During a regular meeting on June 14, the Proviso Township High School District 209 Board of Education voted 4-2 to give District 209 Supt. James Henderson his third contract in two years.
Board President Della Patterson, along with members Theresa Kelly, Rodney Alexander, and Sam Valtierrez voted for the new contract while members Amanda Grant and Ned Wagner voted against. Board member Claudia Medina was absent.
The new contract comes three months after perhaps the longest teacher strike in the district’s history — a period of nearly three weeks when the superintendent repeatedly canceled bargaining sessions. Union officials said one of the main points of contention was the superintendent’s lack of good-faith negotiating.
Teachers, parents and community members have also lambasted Supt. Henderson’s overhaul of central office functions, with complaints pouring in over several months about the lack of administrative responsiveness, poor IT capabilities, regular fights that teachers claim are due to the superintendent’s decision to halve security personnel, staff shortages, employee churn, and a general lack of respect shown by Henderson toward teachers and students.
The overwhelming dissatisfaction among teachers and students with the superintendent’s job performance didn’t register with board members who approved Henderson’s third contract in two years.
The initial contract, approved after he was unanimously hired by the board in August 2020, was for three years and paid a salary of $250,000.
His second contract, a five-year agreement approved in June 2021, included a salary of $262,500, including an unspecified pension contribution paid by the district, $32,129 in annual health insurance premiums, a $12,500 annuity, and a $6,000-a-year vehicle allowance.
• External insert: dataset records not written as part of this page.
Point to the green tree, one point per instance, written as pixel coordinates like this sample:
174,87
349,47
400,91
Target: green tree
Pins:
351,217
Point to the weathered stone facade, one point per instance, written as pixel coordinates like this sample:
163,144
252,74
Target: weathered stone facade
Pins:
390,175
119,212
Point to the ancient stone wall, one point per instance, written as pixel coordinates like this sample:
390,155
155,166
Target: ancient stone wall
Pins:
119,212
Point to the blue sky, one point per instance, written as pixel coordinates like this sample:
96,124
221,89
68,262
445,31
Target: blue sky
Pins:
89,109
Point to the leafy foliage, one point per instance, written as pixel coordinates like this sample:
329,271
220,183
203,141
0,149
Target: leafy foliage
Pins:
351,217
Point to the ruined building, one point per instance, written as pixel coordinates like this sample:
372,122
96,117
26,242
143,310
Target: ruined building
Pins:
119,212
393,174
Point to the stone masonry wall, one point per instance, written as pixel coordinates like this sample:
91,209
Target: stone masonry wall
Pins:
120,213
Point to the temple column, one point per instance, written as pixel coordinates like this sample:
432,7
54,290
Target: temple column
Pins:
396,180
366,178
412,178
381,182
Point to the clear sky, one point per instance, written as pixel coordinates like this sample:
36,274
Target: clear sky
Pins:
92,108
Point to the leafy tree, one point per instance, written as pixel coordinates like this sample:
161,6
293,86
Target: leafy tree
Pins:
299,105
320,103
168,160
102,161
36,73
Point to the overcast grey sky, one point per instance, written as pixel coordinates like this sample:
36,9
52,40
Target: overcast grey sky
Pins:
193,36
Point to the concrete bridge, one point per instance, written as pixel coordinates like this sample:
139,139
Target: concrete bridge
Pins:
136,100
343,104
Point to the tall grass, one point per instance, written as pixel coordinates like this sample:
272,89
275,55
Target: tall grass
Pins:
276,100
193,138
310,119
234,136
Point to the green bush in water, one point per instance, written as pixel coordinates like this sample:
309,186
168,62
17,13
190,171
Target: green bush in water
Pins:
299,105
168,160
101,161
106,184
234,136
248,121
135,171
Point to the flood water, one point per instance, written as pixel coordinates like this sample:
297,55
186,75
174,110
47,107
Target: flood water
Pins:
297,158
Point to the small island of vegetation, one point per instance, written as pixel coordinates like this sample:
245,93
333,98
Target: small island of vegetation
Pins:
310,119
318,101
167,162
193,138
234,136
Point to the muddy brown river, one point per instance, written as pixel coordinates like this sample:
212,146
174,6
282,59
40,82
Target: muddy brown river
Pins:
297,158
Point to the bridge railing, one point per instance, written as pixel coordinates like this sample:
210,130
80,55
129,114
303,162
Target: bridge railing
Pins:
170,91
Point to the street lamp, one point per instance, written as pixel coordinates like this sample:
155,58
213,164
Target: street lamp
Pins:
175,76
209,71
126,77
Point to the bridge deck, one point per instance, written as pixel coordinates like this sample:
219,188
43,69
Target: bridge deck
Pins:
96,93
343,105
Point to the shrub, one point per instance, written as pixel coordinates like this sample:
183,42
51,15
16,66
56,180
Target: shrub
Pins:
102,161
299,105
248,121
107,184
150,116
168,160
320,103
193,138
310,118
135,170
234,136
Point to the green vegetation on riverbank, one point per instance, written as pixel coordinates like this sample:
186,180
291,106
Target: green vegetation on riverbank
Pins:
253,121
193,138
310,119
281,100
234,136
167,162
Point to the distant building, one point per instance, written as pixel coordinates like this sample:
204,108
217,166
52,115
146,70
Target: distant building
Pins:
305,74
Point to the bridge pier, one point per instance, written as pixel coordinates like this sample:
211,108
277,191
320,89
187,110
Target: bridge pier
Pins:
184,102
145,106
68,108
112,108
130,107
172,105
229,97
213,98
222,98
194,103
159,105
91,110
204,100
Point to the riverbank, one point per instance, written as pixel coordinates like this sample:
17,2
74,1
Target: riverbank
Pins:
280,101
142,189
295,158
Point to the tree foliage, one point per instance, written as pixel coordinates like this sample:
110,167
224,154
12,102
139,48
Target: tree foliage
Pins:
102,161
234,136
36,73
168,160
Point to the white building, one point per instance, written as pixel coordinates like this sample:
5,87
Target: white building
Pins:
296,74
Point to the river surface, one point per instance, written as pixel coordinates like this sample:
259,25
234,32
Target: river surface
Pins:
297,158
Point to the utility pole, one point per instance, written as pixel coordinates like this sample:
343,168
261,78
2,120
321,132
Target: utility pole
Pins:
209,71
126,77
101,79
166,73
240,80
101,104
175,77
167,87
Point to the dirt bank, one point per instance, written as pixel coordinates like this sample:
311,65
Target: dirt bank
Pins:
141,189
That contract was voted on by all board members except Medina and Grant.
During the June 14 meeting, board member Theresa Kelly said Henderson has shown that he “can move academics forward” and “we have not had any problems with Dr. Henderson.”
Board member Rodney Alexander framed the new contract as protecting a superintendent subjected to “personal attacks, discrimination and sheer hatred.”
Alexander said Henderson has kept the district afloat “flawlessly” and ushered in “fair contracts” for teachers and support personnel, before adding that for most administrations, “once your name is sullied,” future employment becomes difficult.
Wagner said, while he empathizes with what “he’s gone through the last couple of years,” he felt that the superintendent’s “very generous contract last year” should be sufficient to allow the superintendent to achieve the goals the board has for him.
Grant said that the board has not formally evaluated Henderson and singled out a clause in the contract that would commit the district to a three-year payout “if Henderson is released for any reason at all — that’s money taxpayers are on the hook for.”
She added that the new contract also calls for an extra $31,000 annuity in addition to the district’s payments into Henderson’s pension.
“There is so much [in the contract] that I do not understand why we’d even consider giving this out, when we’ve made it clear there’s no money for teachers, or at least the teachers who already work here,” Grant said.
She was referencing the tense disputes between Henderson and the Proviso Teachers Union over pay increases during the nearly three-week strike and the $7,500 recruitment bonus the board approved on June 14 that would provide 19 recently hired out-of-state teachers with a $7,500 retention bonus.
“We already have a contract in place,” Grant said. “This does not make sense to me, and I do not think this is a sign of any kind of healthy management that’s happening.”